Ideologically, no one who is considering a presidential run in 2016 is closer to the former Texas congressman’s brand of libertarian politics than Rand, even if there may be some policy differences between the two. And many suspect that even those differences may just be rhetorical.

But beyond ideology, as a father, you would think Ron would want to see his boy win the highest office in the land and that he would do whatever he could to help him achieve his ambition.

But Ron doesn’t seem to be helping Rand.

Fairly or unfairly, Rand is already saddled with his father’s baggage. In order to shake his father’s anti-Israel rhetoric and sometimes conspiratorial and bigoted newsletters, Rand has actively sought to reach out to the Jewish, pro-Israel and black community since being elected to the Senate.

But his father keeps piling on problems. It might be unfair that Rand has to answer for the sins of his father, but this is politics and it isn’t always fair. People view Rand through his father — perhaps as a more refined version of his father. And as much as Rand has tried to distance himself from his father’s more troubling associations and views, there remains a suspicion that it is all just rhetorical gloss.

As Rand’s former confederate-sympathizing aide recently put it, Rand’s just “play[ing] the game.”

Ron is making that game harder. Instead of lying low and refraining from doing anything that could cause his son any more problems, he founded an institute for “peace and prosperity” that included 9/11 truthers and secessionists on its board. And as The Free Beacon reported last week, Ron is planning to give a speech at a conference hosted by an organization who believes Jews are working on behalf of Satan to undermine the Catholic Church and whose leader engages in Holocaust denial.

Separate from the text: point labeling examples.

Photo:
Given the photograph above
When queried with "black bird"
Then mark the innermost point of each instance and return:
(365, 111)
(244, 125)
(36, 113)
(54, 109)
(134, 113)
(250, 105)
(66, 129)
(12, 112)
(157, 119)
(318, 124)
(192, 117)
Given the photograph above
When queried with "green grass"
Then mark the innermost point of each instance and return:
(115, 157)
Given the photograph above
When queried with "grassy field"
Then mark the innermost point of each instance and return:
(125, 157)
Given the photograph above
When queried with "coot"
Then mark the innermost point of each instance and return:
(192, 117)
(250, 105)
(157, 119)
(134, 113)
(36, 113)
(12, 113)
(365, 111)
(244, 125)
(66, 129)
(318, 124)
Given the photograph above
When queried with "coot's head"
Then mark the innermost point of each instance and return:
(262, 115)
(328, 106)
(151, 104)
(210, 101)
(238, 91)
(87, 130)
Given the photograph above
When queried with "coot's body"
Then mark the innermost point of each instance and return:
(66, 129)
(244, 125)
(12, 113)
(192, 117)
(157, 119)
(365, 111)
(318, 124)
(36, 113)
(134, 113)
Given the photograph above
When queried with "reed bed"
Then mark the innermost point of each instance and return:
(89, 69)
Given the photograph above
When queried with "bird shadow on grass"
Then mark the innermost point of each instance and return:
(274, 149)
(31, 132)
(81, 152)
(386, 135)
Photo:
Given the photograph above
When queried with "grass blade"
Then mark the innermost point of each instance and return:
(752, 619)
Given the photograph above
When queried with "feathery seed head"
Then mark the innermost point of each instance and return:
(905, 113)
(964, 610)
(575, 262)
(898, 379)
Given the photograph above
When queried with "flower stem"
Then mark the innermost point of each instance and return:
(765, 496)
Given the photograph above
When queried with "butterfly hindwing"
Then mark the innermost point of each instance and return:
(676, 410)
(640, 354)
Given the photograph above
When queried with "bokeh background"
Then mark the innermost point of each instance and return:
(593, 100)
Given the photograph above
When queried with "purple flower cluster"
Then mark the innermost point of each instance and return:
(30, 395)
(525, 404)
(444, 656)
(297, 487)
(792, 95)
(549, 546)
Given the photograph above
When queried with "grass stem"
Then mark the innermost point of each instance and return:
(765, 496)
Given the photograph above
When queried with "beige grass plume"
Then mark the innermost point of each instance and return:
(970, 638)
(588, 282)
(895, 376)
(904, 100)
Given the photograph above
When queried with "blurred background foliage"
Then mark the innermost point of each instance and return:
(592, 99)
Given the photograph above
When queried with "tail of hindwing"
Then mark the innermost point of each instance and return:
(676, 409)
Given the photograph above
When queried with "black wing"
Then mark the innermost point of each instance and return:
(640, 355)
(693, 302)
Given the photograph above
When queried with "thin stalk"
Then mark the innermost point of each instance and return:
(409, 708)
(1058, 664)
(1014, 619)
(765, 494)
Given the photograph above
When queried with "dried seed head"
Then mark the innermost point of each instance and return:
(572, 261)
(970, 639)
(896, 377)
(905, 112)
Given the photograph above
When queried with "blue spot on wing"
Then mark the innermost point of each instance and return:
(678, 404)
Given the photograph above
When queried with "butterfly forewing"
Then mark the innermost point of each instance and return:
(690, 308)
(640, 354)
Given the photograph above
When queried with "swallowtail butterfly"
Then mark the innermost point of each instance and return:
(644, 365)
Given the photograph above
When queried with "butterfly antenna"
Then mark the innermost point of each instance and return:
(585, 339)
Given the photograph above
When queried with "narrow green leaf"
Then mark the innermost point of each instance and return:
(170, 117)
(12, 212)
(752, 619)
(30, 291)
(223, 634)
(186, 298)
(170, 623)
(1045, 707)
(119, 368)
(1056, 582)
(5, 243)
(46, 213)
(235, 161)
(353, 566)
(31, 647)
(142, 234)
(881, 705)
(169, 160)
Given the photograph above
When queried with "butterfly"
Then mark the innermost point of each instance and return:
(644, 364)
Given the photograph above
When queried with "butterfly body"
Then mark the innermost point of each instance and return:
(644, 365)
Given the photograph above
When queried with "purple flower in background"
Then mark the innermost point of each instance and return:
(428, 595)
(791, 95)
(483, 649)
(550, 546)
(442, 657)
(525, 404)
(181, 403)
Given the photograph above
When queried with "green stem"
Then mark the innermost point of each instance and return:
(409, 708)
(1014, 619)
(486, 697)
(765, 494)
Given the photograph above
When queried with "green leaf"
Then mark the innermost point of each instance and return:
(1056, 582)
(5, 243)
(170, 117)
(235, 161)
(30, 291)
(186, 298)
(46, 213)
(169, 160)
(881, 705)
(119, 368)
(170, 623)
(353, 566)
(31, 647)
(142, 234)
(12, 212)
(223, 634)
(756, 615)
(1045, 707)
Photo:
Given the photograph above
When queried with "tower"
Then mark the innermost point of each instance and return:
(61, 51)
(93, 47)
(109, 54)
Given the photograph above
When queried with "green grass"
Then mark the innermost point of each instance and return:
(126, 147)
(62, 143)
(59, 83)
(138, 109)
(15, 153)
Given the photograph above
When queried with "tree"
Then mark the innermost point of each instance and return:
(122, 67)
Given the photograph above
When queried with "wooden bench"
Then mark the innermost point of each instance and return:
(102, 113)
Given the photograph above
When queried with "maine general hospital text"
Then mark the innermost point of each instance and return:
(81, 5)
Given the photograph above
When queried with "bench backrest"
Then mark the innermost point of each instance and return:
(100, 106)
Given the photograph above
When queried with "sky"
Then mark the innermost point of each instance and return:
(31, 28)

Rand worked hard for his father’s two recent presidential bids. He stood strong as reporters blitzed him with questions about his father’s radical past associations and troubling comments. Why would his father not return the favor, if not because he is his father, then at least because of Rand’s loyalty to him?

Who knows exactly? Maybe it’s cluelessness. Maybe it’s indifference. Maybe he is pathologically drawn to crackpots. I certainly don’t believe Ron is actively searching out for speaking opportunities in front of anti-Semitic groups. But it just doesn’t seem like Ron cares all that much about making sure his post-political career doesn’t do damage to Rand’s presidential aspirations.

“I hope it doesn’t hurt him, but you know, you never know, what it might do,” the elder Paul told Fox News’ Neil Cavuto earlier this month when asked whether his online TV venture could hurt his son’s presidential prospects.

“I can’t believe it will hurt him — and hopefully it helps him to some degrees, because the views will be very similar, and that’s what we’re going to be talking about.”

I don’t know if it could hurt him? Isn’t the proper response, “I will do everything in my power to make sure I don’t hurt him?” Why not pass his post-Congress career plans and speeches by Rand’s people before going ahead with them?

Ron Paul’s seeming total disregard for how his behavior affects his son’s political prospects is stunning.

I don’t think Rand Paul can win the Republican primary and, for reasons TheDC’s Matt Lewis has pointed out, I know he can’t win a general election. I am certainly not heartbroken about that. But I do believe his libertarian perspective could be a useful voice in the GOP debate. Consciously or unconsciously, it seems like his father is working to make that voice harder to hear.